Better communication between researchers and those implementing public policy is key to a more sustainable St. Louis, according to presentations and discussions at a recent conference that included a “Report to the Region 2015” about the progress of OneSTL.
The day-long conference, “Linking Research and Practice: Equitable Economic Growth and Sustainable Water Infrastructure” was held Jan. 23 at Saint Louis University. The conference was a partnership of the St. Louis Metropolitan Research Exchange, OneSTL, and the Center for Sustainability at Saint Louis University.
John Wagner, president of the St. Louis Metropolitan Research Exchange, described the conference as an effort to describe the regional sustainability plan known as OneSTL. The plan, which was funded by a federal grant, outlines how to make the region a more sustainable place by better coordination of spending and policies related to transportation, housing and environmental concerns.
“We wanted to bring academics and practitioners together to learn from each other, in the hopes that some of the ideas could inform the research agenda of people who study the area,” Wagner said. “We strongly wanted a forum where people would listen to each other and respond, bringing diverse perspectives together in a real dialogue. We want to create a space where everyone interested in these issues could contribute their ideas.”
A survey of local government officials and employees revealed the two topics of most interest were equitable economic development and issues related to water infrastructure.

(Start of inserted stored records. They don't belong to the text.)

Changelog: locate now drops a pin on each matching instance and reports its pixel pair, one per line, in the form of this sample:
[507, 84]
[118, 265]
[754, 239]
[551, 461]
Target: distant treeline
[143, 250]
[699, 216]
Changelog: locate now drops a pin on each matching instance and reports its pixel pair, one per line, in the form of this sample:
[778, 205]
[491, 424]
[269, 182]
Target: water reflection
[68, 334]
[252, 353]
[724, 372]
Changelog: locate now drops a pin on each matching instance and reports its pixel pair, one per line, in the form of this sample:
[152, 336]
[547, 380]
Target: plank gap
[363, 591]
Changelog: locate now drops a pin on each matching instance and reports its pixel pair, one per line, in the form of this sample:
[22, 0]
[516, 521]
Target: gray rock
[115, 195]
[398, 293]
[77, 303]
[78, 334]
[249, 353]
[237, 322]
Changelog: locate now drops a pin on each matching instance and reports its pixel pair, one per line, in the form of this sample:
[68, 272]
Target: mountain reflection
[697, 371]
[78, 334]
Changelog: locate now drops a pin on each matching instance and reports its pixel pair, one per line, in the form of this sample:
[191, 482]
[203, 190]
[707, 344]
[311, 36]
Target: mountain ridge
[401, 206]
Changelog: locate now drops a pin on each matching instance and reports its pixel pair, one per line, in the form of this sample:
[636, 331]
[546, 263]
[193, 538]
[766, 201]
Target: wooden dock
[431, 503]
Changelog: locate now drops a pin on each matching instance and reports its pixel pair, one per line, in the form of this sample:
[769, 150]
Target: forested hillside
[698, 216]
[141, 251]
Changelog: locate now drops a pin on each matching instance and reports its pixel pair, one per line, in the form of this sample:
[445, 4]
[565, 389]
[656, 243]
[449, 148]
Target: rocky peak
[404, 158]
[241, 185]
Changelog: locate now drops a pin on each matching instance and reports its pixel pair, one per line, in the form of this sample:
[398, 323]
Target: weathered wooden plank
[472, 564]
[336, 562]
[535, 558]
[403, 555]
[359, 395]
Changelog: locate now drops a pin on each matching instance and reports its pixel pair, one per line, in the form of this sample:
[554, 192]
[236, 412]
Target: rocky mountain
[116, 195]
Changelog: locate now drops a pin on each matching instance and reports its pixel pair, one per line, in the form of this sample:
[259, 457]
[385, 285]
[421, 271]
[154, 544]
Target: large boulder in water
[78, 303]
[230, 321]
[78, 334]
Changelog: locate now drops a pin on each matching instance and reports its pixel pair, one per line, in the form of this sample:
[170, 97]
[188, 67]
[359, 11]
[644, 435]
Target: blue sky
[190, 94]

Jeanette Mott Oxford, former state legislator and current executive director of Empower Missouri, was part of the discussion about equitable economic development. Empower Missouri was formerly known as the Missouri Association for Social Welfare.
“My main concern is that public policy match reality,” Oxford said. “We have set up safety net programs where getting a raise punishes a family instead of improving life conditions. Tremendous harm is being done, and the blind spots mean little attention goes into reducing barriers to economic independence, let alone having adequate basic human needs met. I am less interested in theory than what is happening to real people right now – and what legislation would do to make it worse.”
William Rogers, associate professor of economics at the University of Missouri – St. Louis, spoke of the complexity of gauging the effects of public policy as it relates to equitable economic development.
“There are no solutions to the problems of equitable development, there are only trade-offs,” Rogers said. “Even gaining a simplistic understanding of the trade-offs in a complicated and dynamic world requires ongoing feedback. Thus, any current or proposed policy that does not include a serious feedback mechanism should not be taken seriously.”
The workshop on water infrastructure had 20 panelists and was moderated by Karla Wilson, the manager of the Deer Creek Watershed Alliance. The discussion centered on how water infrastructure improvements can be achieved by better collaboration and stronger links between governments and research and data providers.
A strategy outlined in OneSTL addresses water quality with Blue, Gray, or Green Infrastructure initiatives that address water quality by linking projects that address sewers, drinking water, and green space.
During a lunch presentation Aaron Young, sustainability manager at East-West Gateway, and Medora Kealy, policy analyst at East-West Gateway, provided an update on OneSTL – highlighting projects taking place across the St. Louis region that are helping the region meet the goals of OneSTL and how the region is performing on broad measures of sustainability. The presentation drew from two reports – the Report to the Region 2015 and the Where We Stand Update on Sustainability.